Genus, gudstjänst och ett nytt millennium - frågor om helhet och förnyelse
Abstract
In this article I examine questions of gender and worship in a Swedish, Christian context from an ethical point of view. As starting-point I take an understanding of equality between women and men as a crucial criterion in evaluating religions—equality as developed in a text by the British post- Christian feminist, Daphne Hampson. The title of her text is On Being All of a Piece/At Peace.It indicates a perspective of wholeness—of being at peace— when equality of women and men is at stake.
Hampson develops a criticism of Christianity because of the lack of equality in the representations of gender in the symbolic system, in the sacred texts, and regarding those representing religion (leaders and priests). The relevance of such a criticism is confirmed in my article through the presentation of a Swedish study by Anne-Louise Eriksson, The Meaning of Gender in Theology.

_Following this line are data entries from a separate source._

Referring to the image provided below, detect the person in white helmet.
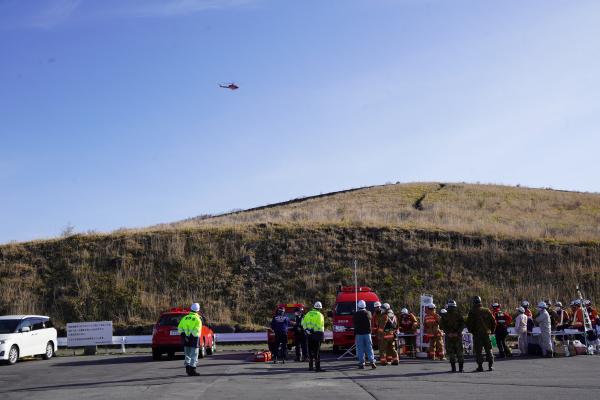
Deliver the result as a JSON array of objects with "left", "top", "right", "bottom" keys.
[
  {"left": 302, "top": 301, "right": 325, "bottom": 372},
  {"left": 535, "top": 301, "right": 554, "bottom": 357},
  {"left": 177, "top": 303, "right": 202, "bottom": 376},
  {"left": 352, "top": 300, "right": 377, "bottom": 369}
]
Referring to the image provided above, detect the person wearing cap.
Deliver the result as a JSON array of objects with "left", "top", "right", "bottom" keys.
[
  {"left": 423, "top": 303, "right": 444, "bottom": 360},
  {"left": 379, "top": 303, "right": 398, "bottom": 365},
  {"left": 515, "top": 307, "right": 528, "bottom": 356},
  {"left": 398, "top": 308, "right": 419, "bottom": 358},
  {"left": 466, "top": 296, "right": 496, "bottom": 372},
  {"left": 302, "top": 301, "right": 325, "bottom": 372},
  {"left": 554, "top": 301, "right": 570, "bottom": 330},
  {"left": 440, "top": 300, "right": 465, "bottom": 372},
  {"left": 292, "top": 307, "right": 308, "bottom": 362},
  {"left": 177, "top": 303, "right": 202, "bottom": 376},
  {"left": 535, "top": 301, "right": 553, "bottom": 357},
  {"left": 352, "top": 300, "right": 377, "bottom": 369},
  {"left": 492, "top": 303, "right": 512, "bottom": 358},
  {"left": 271, "top": 307, "right": 290, "bottom": 364}
]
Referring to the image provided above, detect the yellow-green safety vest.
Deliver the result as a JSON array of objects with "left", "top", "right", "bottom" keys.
[
  {"left": 302, "top": 310, "right": 325, "bottom": 332},
  {"left": 177, "top": 312, "right": 202, "bottom": 337}
]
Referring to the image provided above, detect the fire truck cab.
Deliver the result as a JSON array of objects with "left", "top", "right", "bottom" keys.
[{"left": 331, "top": 286, "right": 379, "bottom": 352}]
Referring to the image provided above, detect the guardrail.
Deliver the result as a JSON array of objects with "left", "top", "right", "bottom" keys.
[{"left": 58, "top": 331, "right": 333, "bottom": 347}]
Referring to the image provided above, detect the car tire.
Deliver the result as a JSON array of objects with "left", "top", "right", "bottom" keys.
[
  {"left": 42, "top": 342, "right": 54, "bottom": 360},
  {"left": 6, "top": 345, "right": 19, "bottom": 365}
]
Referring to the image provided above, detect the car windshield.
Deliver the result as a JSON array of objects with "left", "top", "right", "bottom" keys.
[
  {"left": 158, "top": 314, "right": 185, "bottom": 326},
  {"left": 0, "top": 319, "right": 21, "bottom": 333},
  {"left": 335, "top": 301, "right": 375, "bottom": 315}
]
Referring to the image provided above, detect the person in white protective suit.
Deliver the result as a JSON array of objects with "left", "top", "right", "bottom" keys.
[{"left": 535, "top": 301, "right": 554, "bottom": 357}]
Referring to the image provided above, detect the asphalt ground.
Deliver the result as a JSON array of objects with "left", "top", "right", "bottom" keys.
[{"left": 0, "top": 352, "right": 600, "bottom": 400}]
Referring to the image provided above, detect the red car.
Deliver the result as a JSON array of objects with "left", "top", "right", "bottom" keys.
[
  {"left": 267, "top": 303, "right": 306, "bottom": 354},
  {"left": 152, "top": 308, "right": 217, "bottom": 360}
]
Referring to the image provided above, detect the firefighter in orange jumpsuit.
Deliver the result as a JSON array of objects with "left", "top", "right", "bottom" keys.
[
  {"left": 423, "top": 304, "right": 444, "bottom": 360},
  {"left": 398, "top": 308, "right": 419, "bottom": 358},
  {"left": 379, "top": 303, "right": 398, "bottom": 365}
]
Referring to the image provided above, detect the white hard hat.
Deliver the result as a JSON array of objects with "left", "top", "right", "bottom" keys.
[{"left": 538, "top": 301, "right": 548, "bottom": 308}]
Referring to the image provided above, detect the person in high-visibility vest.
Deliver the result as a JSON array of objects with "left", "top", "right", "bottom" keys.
[
  {"left": 302, "top": 301, "right": 325, "bottom": 372},
  {"left": 177, "top": 303, "right": 202, "bottom": 376}
]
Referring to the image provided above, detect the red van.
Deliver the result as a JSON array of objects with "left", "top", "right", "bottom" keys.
[
  {"left": 331, "top": 286, "right": 380, "bottom": 352},
  {"left": 152, "top": 308, "right": 217, "bottom": 360}
]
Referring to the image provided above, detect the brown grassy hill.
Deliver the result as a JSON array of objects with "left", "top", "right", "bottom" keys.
[
  {"left": 160, "top": 183, "right": 600, "bottom": 242},
  {"left": 0, "top": 183, "right": 600, "bottom": 325}
]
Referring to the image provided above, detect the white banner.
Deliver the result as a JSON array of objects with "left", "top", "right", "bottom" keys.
[{"left": 67, "top": 321, "right": 112, "bottom": 347}]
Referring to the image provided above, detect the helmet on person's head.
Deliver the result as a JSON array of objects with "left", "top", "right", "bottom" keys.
[{"left": 538, "top": 301, "right": 548, "bottom": 308}]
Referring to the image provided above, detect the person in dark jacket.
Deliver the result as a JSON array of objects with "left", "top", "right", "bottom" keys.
[
  {"left": 440, "top": 300, "right": 465, "bottom": 372},
  {"left": 466, "top": 296, "right": 496, "bottom": 372},
  {"left": 271, "top": 307, "right": 290, "bottom": 364},
  {"left": 292, "top": 307, "right": 308, "bottom": 361},
  {"left": 352, "top": 300, "right": 377, "bottom": 369}
]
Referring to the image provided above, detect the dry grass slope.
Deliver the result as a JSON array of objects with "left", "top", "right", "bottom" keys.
[{"left": 158, "top": 183, "right": 600, "bottom": 243}]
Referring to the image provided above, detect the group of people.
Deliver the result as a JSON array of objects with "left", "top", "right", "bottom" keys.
[{"left": 178, "top": 296, "right": 600, "bottom": 376}]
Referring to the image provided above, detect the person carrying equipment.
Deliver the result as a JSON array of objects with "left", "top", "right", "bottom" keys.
[
  {"left": 515, "top": 307, "right": 528, "bottom": 357},
  {"left": 379, "top": 303, "right": 398, "bottom": 365},
  {"left": 492, "top": 303, "right": 512, "bottom": 358},
  {"left": 466, "top": 296, "right": 496, "bottom": 372},
  {"left": 398, "top": 308, "right": 419, "bottom": 358},
  {"left": 302, "top": 301, "right": 325, "bottom": 372},
  {"left": 271, "top": 307, "right": 290, "bottom": 364},
  {"left": 423, "top": 304, "right": 444, "bottom": 360},
  {"left": 177, "top": 303, "right": 202, "bottom": 376},
  {"left": 293, "top": 307, "right": 308, "bottom": 361},
  {"left": 535, "top": 301, "right": 554, "bottom": 358},
  {"left": 352, "top": 300, "right": 377, "bottom": 369},
  {"left": 440, "top": 300, "right": 465, "bottom": 372}
]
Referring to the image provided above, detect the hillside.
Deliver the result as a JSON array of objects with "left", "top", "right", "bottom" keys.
[
  {"left": 0, "top": 183, "right": 600, "bottom": 326},
  {"left": 159, "top": 183, "right": 600, "bottom": 242}
]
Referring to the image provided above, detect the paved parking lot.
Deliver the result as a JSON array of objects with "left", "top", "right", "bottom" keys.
[{"left": 0, "top": 352, "right": 600, "bottom": 400}]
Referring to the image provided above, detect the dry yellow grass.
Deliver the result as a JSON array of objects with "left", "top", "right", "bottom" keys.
[{"left": 156, "top": 183, "right": 600, "bottom": 242}]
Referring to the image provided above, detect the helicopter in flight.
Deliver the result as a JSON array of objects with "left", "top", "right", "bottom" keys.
[{"left": 219, "top": 82, "right": 240, "bottom": 90}]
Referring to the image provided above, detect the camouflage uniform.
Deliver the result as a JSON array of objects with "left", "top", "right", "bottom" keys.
[
  {"left": 466, "top": 300, "right": 496, "bottom": 371},
  {"left": 440, "top": 307, "right": 465, "bottom": 372}
]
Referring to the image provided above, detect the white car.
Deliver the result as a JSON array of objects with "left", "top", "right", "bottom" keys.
[{"left": 0, "top": 315, "right": 58, "bottom": 364}]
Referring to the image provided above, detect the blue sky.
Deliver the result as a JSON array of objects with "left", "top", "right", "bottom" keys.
[{"left": 0, "top": 0, "right": 600, "bottom": 243}]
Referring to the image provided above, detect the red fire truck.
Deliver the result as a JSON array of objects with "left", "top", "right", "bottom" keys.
[{"left": 331, "top": 286, "right": 379, "bottom": 352}]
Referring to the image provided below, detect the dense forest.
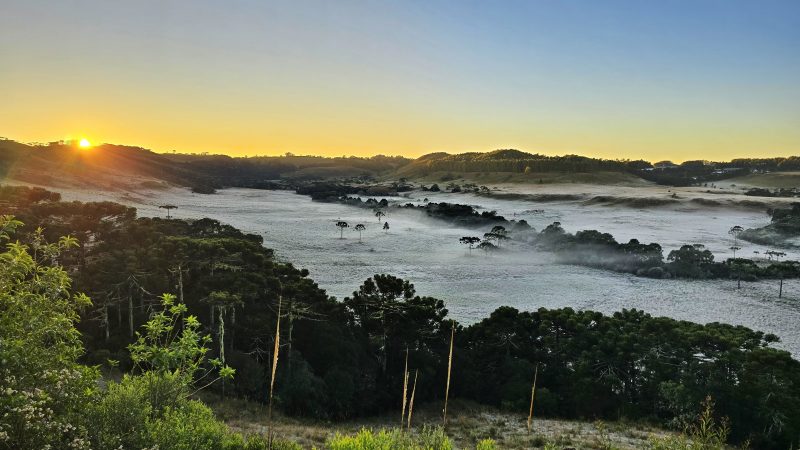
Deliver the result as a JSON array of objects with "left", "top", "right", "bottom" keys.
[
  {"left": 0, "top": 187, "right": 800, "bottom": 448},
  {"left": 532, "top": 222, "right": 800, "bottom": 281}
]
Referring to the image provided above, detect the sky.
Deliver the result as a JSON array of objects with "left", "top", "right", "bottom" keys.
[{"left": 0, "top": 0, "right": 800, "bottom": 161}]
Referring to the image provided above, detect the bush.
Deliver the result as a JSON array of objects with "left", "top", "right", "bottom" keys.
[{"left": 147, "top": 400, "right": 245, "bottom": 450}]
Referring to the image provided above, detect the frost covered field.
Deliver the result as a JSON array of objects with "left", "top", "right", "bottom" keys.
[{"left": 57, "top": 187, "right": 800, "bottom": 355}]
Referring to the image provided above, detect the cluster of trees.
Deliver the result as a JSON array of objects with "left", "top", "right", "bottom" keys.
[
  {"left": 167, "top": 153, "right": 411, "bottom": 187},
  {"left": 2, "top": 185, "right": 800, "bottom": 448},
  {"left": 535, "top": 222, "right": 800, "bottom": 281},
  {"left": 411, "top": 149, "right": 625, "bottom": 173},
  {"left": 740, "top": 203, "right": 800, "bottom": 247}
]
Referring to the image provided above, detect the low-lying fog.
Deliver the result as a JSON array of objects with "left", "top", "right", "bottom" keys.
[{"left": 57, "top": 188, "right": 800, "bottom": 355}]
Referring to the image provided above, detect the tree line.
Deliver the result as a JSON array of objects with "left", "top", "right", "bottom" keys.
[{"left": 3, "top": 188, "right": 800, "bottom": 448}]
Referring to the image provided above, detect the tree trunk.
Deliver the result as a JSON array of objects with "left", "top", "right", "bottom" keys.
[
  {"left": 103, "top": 303, "right": 111, "bottom": 342},
  {"left": 117, "top": 298, "right": 122, "bottom": 329},
  {"left": 286, "top": 301, "right": 294, "bottom": 375},
  {"left": 128, "top": 295, "right": 133, "bottom": 337}
]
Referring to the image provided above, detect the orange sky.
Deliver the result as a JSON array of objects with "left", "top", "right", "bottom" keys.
[{"left": 0, "top": 0, "right": 800, "bottom": 161}]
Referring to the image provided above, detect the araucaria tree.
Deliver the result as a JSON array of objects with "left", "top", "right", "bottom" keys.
[
  {"left": 354, "top": 223, "right": 367, "bottom": 242},
  {"left": 159, "top": 205, "right": 178, "bottom": 219},
  {"left": 336, "top": 220, "right": 350, "bottom": 239},
  {"left": 458, "top": 236, "right": 481, "bottom": 254},
  {"left": 483, "top": 225, "right": 508, "bottom": 247},
  {"left": 728, "top": 225, "right": 744, "bottom": 248}
]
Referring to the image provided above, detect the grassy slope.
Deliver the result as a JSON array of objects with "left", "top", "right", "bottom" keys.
[
  {"left": 388, "top": 166, "right": 647, "bottom": 185},
  {"left": 725, "top": 172, "right": 800, "bottom": 189},
  {"left": 0, "top": 141, "right": 198, "bottom": 190},
  {"left": 205, "top": 396, "right": 667, "bottom": 450}
]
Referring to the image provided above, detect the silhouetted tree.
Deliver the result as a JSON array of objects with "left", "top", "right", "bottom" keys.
[
  {"left": 159, "top": 205, "right": 178, "bottom": 219},
  {"left": 458, "top": 236, "right": 481, "bottom": 254},
  {"left": 336, "top": 220, "right": 350, "bottom": 239},
  {"left": 353, "top": 223, "right": 367, "bottom": 242},
  {"left": 728, "top": 225, "right": 744, "bottom": 246}
]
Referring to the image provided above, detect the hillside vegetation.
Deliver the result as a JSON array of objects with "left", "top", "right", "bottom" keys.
[{"left": 0, "top": 184, "right": 800, "bottom": 449}]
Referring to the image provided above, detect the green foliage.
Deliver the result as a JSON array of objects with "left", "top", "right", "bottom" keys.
[
  {"left": 128, "top": 294, "right": 235, "bottom": 386},
  {"left": 650, "top": 397, "right": 732, "bottom": 450},
  {"left": 0, "top": 216, "right": 98, "bottom": 450},
  {"left": 327, "top": 427, "right": 454, "bottom": 450},
  {"left": 475, "top": 439, "right": 497, "bottom": 450}
]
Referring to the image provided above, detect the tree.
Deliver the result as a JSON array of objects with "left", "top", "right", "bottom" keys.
[
  {"left": 728, "top": 225, "right": 744, "bottom": 246},
  {"left": 667, "top": 245, "right": 714, "bottom": 278},
  {"left": 159, "top": 205, "right": 178, "bottom": 219},
  {"left": 475, "top": 241, "right": 497, "bottom": 252},
  {"left": 128, "top": 294, "right": 234, "bottom": 390},
  {"left": 336, "top": 220, "right": 350, "bottom": 239},
  {"left": 483, "top": 225, "right": 508, "bottom": 247},
  {"left": 458, "top": 236, "right": 481, "bottom": 254},
  {"left": 354, "top": 223, "right": 367, "bottom": 242},
  {"left": 0, "top": 216, "right": 99, "bottom": 449}
]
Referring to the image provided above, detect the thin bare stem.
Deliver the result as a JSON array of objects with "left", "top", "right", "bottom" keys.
[
  {"left": 400, "top": 347, "right": 408, "bottom": 428},
  {"left": 442, "top": 320, "right": 456, "bottom": 427},
  {"left": 268, "top": 295, "right": 283, "bottom": 448},
  {"left": 408, "top": 370, "right": 419, "bottom": 430},
  {"left": 528, "top": 364, "right": 539, "bottom": 433}
]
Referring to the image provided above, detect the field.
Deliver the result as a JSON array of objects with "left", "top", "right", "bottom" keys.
[
  {"left": 204, "top": 396, "right": 668, "bottom": 450},
  {"left": 53, "top": 184, "right": 800, "bottom": 355}
]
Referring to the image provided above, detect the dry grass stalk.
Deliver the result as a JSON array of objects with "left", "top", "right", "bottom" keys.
[
  {"left": 442, "top": 320, "right": 456, "bottom": 427},
  {"left": 400, "top": 347, "right": 409, "bottom": 428},
  {"left": 268, "top": 295, "right": 283, "bottom": 448},
  {"left": 528, "top": 365, "right": 539, "bottom": 433},
  {"left": 408, "top": 370, "right": 419, "bottom": 430}
]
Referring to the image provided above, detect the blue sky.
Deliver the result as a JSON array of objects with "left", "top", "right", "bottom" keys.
[{"left": 0, "top": 0, "right": 800, "bottom": 160}]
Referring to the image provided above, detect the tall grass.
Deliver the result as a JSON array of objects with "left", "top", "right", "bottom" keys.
[{"left": 442, "top": 320, "right": 456, "bottom": 427}]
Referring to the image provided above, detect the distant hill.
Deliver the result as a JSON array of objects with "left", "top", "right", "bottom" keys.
[
  {"left": 0, "top": 139, "right": 411, "bottom": 191},
  {"left": 396, "top": 149, "right": 650, "bottom": 184},
  {"left": 0, "top": 138, "right": 800, "bottom": 192},
  {"left": 0, "top": 139, "right": 208, "bottom": 190}
]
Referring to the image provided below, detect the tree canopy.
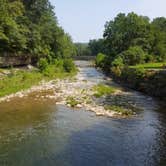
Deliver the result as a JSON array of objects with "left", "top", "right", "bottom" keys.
[{"left": 0, "top": 0, "right": 75, "bottom": 57}]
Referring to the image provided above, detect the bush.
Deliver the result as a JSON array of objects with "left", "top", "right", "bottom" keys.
[
  {"left": 95, "top": 53, "right": 106, "bottom": 68},
  {"left": 93, "top": 84, "right": 116, "bottom": 98},
  {"left": 119, "top": 46, "right": 145, "bottom": 65},
  {"left": 63, "top": 59, "right": 76, "bottom": 72},
  {"left": 38, "top": 58, "right": 48, "bottom": 72},
  {"left": 111, "top": 56, "right": 124, "bottom": 68}
]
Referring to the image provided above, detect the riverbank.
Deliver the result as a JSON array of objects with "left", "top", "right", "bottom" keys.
[
  {"left": 0, "top": 63, "right": 134, "bottom": 117},
  {"left": 110, "top": 68, "right": 166, "bottom": 100},
  {"left": 0, "top": 60, "right": 77, "bottom": 97}
]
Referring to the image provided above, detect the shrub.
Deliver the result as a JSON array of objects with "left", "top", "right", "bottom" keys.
[
  {"left": 63, "top": 59, "right": 76, "bottom": 72},
  {"left": 96, "top": 53, "right": 106, "bottom": 68},
  {"left": 111, "top": 56, "right": 124, "bottom": 68},
  {"left": 38, "top": 58, "right": 48, "bottom": 72},
  {"left": 119, "top": 46, "right": 145, "bottom": 65}
]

Problems and PossibilitiesI.n this study from 1995, Eriksson analyses the construction of gender in the liturgical text of the High Mass of the Church of Sweden. The text of the High Mass forms part of the liturgical texts which were adopted in 1986. The texts that Eriksson analyses unfold as representing a patriarchal gender structure where feminine gender is subordinated to masculine.
After having introduced Eriksson’s work, I point to texts where the liturgical language shows a more equal construction of gender and god-talk: Swedish prayer texts, sermons and meditations having developed over the last twenty years. These texts have, however, not made their way into the collections of official liturgical texts. As a contrast to Hampson’s understanding of Christian faith, I then present the understanding of Christianity developed by Katie G. Cannon, an American womanist ethicist. Cannon’s understanding of God radically challenges any imposition of hierarchies between human beings—whether concerning race, gender, or class—and a differentiated valorization of human beings stemming from such hierarchies. Cannon sees all human beings as belonging to one common ethical field. So, Cannon’s and Hampson’s texts can he said to reflect two different and conflicting value systems seen to be operating within Christianity; one radically equal, the other one patriarchal, with a subordination of women under men.
In concluding my article, I argue for it to be a choice of options to be taken in worshipping communities: either to continue the use of patriarchal understandings of gender and god-talk or, rather, to express new understandings of gender and god-talk in new liturgical texts. Opting for this may lead to renewal and wholeness, and it could make people feel—at peace.